Napier led UConn with 22 points, on 8 of 16 shooting, and 6 rebounds. He also had three assists. Ryan Boatright scored 14. Young was Kentucky's top scorer with 20. Randle had 10 points, 6 rebounds, and 4 assist. Napier was named the Most Outstanding Player of the Final Four for both his offense and defense (he held Aaron Harrison to 7 points). As a team UConn was 10 for 10 from the free throw line, while Kentucky was 13 of 24. UConn became the first team to make all their attempts in a title game, and finished the tournament with an 87.8% free throw rate. That surpassed St. John's 87.0% in 1969 for the best percentage in NCAA history.

The announced attendance for the game was 79,238, an NCAA record for a Tournament Final.

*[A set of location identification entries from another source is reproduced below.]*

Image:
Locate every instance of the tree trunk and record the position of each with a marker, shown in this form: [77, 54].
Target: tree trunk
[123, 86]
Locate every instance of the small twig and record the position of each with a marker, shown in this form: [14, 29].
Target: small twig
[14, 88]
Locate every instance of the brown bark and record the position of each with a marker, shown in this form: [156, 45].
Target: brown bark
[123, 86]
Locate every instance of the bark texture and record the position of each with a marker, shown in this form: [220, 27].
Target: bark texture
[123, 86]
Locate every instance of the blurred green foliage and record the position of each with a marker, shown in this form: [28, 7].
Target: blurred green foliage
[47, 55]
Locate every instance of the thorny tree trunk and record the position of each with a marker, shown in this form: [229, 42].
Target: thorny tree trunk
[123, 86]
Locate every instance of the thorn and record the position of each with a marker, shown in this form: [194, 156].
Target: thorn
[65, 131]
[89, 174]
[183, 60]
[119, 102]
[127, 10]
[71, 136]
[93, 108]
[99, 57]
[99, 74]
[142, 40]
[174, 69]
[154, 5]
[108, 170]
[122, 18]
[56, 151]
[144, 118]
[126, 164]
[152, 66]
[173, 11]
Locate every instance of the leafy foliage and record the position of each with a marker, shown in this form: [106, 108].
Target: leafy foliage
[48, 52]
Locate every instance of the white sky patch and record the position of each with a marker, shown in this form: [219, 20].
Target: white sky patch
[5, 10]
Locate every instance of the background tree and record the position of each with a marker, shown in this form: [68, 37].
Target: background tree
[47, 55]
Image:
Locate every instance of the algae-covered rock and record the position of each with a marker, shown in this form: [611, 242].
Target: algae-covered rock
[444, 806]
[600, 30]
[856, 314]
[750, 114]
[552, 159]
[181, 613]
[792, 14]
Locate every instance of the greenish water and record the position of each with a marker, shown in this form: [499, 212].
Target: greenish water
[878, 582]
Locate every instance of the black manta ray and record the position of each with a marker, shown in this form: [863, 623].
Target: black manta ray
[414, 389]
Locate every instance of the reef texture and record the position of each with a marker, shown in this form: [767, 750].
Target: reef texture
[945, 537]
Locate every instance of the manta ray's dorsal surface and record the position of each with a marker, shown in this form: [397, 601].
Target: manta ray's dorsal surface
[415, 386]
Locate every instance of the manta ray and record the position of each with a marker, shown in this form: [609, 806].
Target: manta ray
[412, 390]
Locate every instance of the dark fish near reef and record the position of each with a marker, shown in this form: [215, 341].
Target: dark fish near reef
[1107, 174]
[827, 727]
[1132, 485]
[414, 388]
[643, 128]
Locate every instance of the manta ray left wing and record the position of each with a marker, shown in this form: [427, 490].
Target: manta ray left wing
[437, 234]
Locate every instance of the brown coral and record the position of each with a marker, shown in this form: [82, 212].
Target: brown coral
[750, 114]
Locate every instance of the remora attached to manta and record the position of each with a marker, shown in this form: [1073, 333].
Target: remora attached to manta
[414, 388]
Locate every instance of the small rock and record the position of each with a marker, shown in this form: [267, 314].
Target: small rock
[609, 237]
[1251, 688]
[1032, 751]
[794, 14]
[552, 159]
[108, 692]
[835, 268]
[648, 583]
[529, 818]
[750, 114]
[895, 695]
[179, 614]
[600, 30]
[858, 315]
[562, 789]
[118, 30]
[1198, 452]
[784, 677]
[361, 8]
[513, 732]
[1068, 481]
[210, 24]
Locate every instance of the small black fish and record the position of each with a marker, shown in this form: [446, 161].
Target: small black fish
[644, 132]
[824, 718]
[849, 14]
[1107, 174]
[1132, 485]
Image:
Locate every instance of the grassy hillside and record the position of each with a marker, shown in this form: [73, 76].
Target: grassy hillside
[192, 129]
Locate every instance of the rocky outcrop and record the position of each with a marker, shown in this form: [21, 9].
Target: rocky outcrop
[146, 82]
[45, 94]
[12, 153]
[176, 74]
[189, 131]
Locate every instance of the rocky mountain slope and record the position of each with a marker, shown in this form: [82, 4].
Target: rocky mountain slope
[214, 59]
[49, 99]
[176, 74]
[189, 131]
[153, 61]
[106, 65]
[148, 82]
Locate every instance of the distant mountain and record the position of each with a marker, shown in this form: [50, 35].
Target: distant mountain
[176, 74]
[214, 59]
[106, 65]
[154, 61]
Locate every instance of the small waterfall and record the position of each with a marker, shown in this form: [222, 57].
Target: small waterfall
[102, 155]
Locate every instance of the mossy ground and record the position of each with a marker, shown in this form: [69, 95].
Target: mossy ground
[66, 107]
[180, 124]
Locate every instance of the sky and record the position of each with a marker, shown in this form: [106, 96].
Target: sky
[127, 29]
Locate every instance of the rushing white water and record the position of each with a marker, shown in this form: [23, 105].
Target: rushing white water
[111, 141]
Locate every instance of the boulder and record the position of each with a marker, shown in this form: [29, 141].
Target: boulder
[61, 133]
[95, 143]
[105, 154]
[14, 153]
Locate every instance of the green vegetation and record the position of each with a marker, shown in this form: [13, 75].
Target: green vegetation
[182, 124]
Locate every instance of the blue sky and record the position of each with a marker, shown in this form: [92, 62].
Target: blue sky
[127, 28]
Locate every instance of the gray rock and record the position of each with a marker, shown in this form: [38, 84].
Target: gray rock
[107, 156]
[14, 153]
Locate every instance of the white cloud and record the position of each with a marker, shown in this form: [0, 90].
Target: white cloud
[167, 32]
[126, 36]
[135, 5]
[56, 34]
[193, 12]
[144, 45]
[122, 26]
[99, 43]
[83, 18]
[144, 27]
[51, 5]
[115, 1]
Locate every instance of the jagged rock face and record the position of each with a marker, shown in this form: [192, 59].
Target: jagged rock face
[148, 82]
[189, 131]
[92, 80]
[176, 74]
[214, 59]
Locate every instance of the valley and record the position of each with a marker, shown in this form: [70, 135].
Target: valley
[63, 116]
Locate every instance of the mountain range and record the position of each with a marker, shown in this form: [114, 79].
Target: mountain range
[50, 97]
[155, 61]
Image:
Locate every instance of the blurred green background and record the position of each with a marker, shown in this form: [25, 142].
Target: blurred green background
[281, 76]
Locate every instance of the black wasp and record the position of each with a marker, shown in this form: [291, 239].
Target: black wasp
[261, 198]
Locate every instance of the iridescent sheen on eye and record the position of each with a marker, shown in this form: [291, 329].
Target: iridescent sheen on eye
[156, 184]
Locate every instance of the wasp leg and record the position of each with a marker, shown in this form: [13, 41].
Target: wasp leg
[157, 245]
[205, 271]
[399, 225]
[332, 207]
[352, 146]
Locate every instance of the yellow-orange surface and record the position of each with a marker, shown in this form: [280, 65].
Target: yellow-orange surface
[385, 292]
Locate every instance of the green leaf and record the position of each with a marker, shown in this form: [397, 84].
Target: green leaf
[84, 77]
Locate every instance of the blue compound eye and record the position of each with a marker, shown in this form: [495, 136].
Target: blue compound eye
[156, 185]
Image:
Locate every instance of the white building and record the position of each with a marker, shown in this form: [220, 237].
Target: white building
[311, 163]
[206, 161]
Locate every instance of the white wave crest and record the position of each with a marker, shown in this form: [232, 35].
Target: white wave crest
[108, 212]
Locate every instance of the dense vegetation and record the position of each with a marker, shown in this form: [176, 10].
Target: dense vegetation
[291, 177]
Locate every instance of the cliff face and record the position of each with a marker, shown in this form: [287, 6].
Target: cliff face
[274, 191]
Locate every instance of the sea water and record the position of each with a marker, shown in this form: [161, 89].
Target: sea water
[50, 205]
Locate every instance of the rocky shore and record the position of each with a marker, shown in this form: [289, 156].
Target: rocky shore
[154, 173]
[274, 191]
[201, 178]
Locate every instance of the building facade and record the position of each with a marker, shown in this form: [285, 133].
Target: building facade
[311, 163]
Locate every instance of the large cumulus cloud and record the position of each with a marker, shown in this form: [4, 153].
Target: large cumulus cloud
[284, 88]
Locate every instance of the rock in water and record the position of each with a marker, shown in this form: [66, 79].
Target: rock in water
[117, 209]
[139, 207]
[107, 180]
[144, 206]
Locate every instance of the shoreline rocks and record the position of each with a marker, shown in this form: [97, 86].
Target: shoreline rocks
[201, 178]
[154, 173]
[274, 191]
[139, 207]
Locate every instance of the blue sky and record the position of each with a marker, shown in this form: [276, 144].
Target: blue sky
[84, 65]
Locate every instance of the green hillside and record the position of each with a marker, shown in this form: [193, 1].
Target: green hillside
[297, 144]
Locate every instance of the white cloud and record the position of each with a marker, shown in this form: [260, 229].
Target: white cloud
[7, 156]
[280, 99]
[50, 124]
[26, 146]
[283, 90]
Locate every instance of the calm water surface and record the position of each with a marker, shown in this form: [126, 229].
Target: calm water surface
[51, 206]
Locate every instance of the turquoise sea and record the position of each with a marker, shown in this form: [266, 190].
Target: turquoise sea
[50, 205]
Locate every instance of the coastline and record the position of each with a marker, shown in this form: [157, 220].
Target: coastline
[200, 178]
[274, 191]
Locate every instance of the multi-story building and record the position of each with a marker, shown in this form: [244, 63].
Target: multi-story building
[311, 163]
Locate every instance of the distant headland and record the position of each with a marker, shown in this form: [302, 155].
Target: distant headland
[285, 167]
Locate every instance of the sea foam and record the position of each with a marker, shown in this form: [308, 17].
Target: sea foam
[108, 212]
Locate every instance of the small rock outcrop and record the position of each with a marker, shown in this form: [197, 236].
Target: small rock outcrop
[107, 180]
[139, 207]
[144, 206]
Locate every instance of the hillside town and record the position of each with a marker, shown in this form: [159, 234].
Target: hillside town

After UConn's win in the men's division, the following night their women's team beat Notre Dame for a sweep of both the men's and women's Division I basketball championships. UConn also accomplished this sweep in 2004, the only other time the feat was accomplished.

== Media coverage ==
The Championship Game was broadcast in the United States by CBS. Jim Nantz was the play-by-play man with Greg Anthony and Steve Kerr providing on-court commentary. Greg Gumbel and Ernie Johnson Jr. were the studio hosts. Charles Barkley, Seth Davis, Grant Hill, Clark Kellogg, and Kenny Smith provided studio commentary. ESPN International owned the broadcast rights outside the United States. Dan Shulman was the play-by-play announcer for the international audience, with Dick Vitale providing commentary. The broadcast averaged 21.2 million viewers and peaked at 24.3 million viewers between 11 pm and 11:30 pm.

Radio coverage in the United States was provided by Westwood One. The Championship Game was streamed live for free on NCAA.com.